Earlier this week Mr. Kushner made a surprise trip to Iraq. The photo above is from that trip - and not surprisingly, it has drawn tremendous criticism.
From a purist's perspective, the clothes we wear are not considered part of our body language vocabulary - but the purists are sorely mistaken.
Our clothes are profound nonverbal illustrators - for they are extensions of our face/body and much of the time project our personality as well as the context of our mental state. In some settings this principle certainly applies more so than others. In nonverbal parlance, the term "Illustrator" describes a subset of body language signals we display (>99.9+% subconsciously) to emphasize, underline, italicize and act as exclamation-points for other aspects of our verbal communication and behavior.

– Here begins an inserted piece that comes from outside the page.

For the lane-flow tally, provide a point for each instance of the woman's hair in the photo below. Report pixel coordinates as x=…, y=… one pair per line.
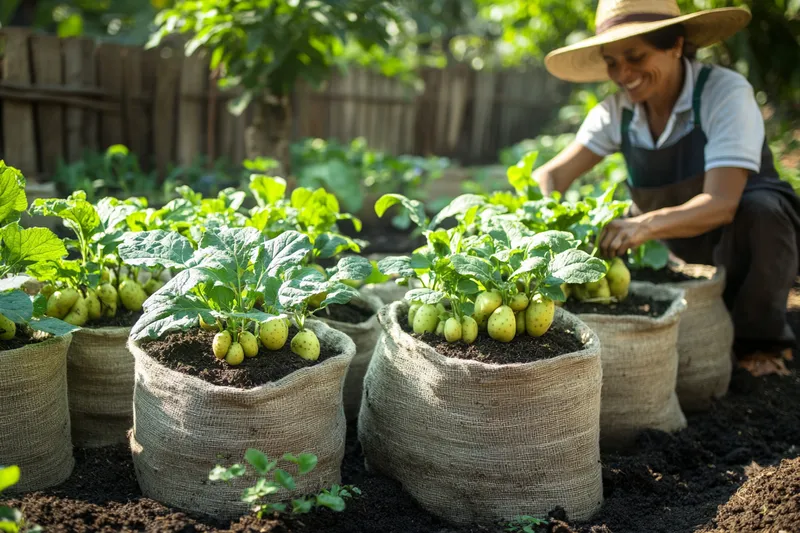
x=667, y=38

If Jared Kushner would have donned semi-military garb - or at least jeans and a T-shirt, no one would have thought it unusual. But by choosing to highlight himself and moreover looking extremely Brooks Brothersesque while doing so, he dramatically and arrogantly distances himself from those people with whom he's attempting to build rapport. It sends signals of aloofness, ignorance, incompetence - and a complete lack of empathy. Kushner is very much saying, "I have to be here, but I don't want to" as well as, "I belong to the country club - and you don't". Indeed, many of those in Iraq (or others simply viewing this image) would interpret his choice of garb in this setting as a nonverbal equivalent of a middle finger shoved in their (our) collective faces'.
"When you visit the land of others, take a friend with you, but leave your laws at home."